This study demonstrates the capability of nanobeam-scanning X-ray fluorescence microscopy (nano-XRF) to image biomineralizing bacteria in microfluidic environments. Magnetotactic bacteria, which produce magnetite nanocrystals, served as an ideal model for detecting intracellular iron using Fe Kα X-ray fluorescence under liquid conditions. The stability of immobilized bacteria in a liquid cell device allowed for consecutive X-ray fluorescence mapping across the Fe K-edge, enabling the acquisition of Fe K-edge X-ray absorption spectra from individual cells. Radiation-induced damage was assessed using a live–dead assay, revealing localized damage within the device. These findings guided the development of a measurement strategy for conducting a biomineralization experiment “on-chip”. Over an 11-hour period, increasing iron fluorescence signals from individual bacteria suggested the formation of magnetite nanocrystals and the development of chain structures.
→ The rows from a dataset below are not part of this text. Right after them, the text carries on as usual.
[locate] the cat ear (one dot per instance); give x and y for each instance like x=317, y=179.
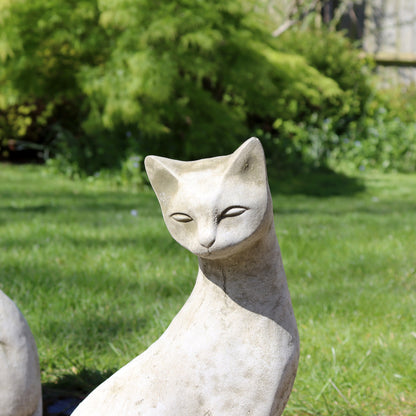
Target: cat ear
x=248, y=160
x=162, y=177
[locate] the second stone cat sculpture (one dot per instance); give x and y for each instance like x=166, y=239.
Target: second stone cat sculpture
x=20, y=387
x=233, y=349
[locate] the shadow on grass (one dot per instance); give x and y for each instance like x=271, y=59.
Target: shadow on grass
x=315, y=183
x=70, y=389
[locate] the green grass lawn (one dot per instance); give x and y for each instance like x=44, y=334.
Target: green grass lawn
x=99, y=278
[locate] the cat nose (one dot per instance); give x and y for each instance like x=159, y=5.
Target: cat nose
x=207, y=243
x=207, y=238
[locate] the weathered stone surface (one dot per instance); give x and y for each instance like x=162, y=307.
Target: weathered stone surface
x=20, y=387
x=233, y=348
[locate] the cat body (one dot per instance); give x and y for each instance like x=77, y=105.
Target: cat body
x=232, y=350
x=20, y=387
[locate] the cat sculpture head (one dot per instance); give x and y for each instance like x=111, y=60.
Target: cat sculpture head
x=214, y=207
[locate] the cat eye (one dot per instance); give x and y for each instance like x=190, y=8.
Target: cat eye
x=234, y=211
x=180, y=217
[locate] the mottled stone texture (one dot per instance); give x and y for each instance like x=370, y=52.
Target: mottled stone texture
x=20, y=387
x=233, y=349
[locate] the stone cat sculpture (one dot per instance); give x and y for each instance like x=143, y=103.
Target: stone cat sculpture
x=20, y=387
x=233, y=348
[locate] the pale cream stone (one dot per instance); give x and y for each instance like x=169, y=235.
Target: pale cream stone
x=233, y=349
x=20, y=386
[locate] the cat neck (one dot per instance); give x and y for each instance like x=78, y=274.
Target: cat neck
x=253, y=278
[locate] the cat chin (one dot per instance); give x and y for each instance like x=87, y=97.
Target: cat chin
x=215, y=253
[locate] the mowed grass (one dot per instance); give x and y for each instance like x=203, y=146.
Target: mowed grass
x=99, y=278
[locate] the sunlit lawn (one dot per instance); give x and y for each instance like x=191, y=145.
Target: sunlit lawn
x=98, y=278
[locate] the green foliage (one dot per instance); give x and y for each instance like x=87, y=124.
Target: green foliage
x=99, y=278
x=379, y=142
x=189, y=78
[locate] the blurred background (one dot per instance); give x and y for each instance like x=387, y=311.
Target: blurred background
x=90, y=87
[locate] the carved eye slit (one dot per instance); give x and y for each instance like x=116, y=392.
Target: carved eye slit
x=181, y=217
x=233, y=211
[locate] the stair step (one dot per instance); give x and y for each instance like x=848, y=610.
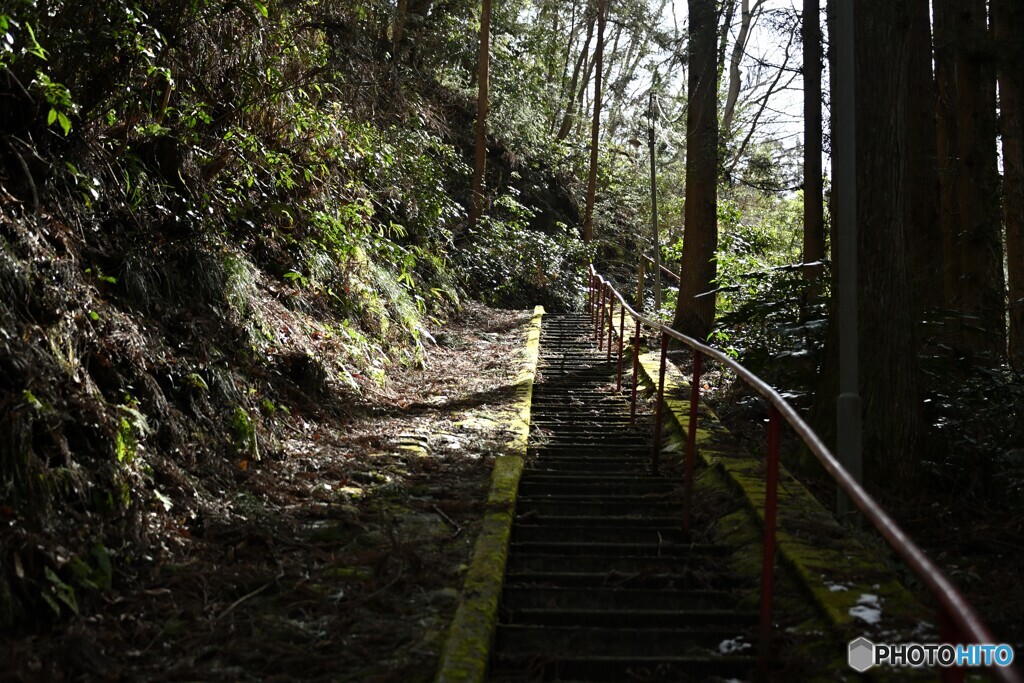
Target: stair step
x=532, y=596
x=516, y=639
x=640, y=563
x=728, y=622
x=683, y=578
x=562, y=534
The integration of nano-XRF with microfluidic devices provides a powerful method for investigating metal-microbe interactions at single-cell and nanoscale levels under native-state and microfluidic-controlled conditions. Our microfluidic device was constructed to increase the measurable region surface area so that more bacteria could be imaged over several hours of an in situ experiment. In principle, our microfluidic layer and device design could be modified to suit another microorganism or in situ experiment while remaining compatible with nano-XRF imaging. This approach holds promise for studying metallic particles in biological systems in relevant contexts or in complex media, offering a means to visualize and analyze the dynamics of their interactions. Such capabilities could yield crucial insights into processes such as nanoparticle uptake and intracellular trafficking of metals. As more synchrotron facilities transition to diffraction-limited sources, offering smaller and more intense X-ray beams, optimizing experimental setups and measurement strategies for liquid cell devices becomes increasingly important in order to take advantage of these upgrades. Future innovations in microfluidic device design and radiation dose management will not only enhance native-state imaging of microorganisms but also expand the possibilities for conducting dynamic “on-chip” experiments at synchrotron facilities.

Materials and methods

MSR-1 cultivation

M. gryphiswaldense (MSR-1) was grown at 28 °C under microaerobic conditions in septum-stoppered glass tubes (1–2% oxygen) in a modified flask standard medium (FSM) for cultured MTB.³⁷ Fe(III)-citrate concentrations of 10 and 50 μM were used to change the quantity of magnetosomes produced. For magnetosome induction experiments, MSR-1 was first grown in a modified FSM medium with very low iron (Fe(III)–citrate, peptone and yeast extract were omitted from the medium) and under aerobic conditions for three passages.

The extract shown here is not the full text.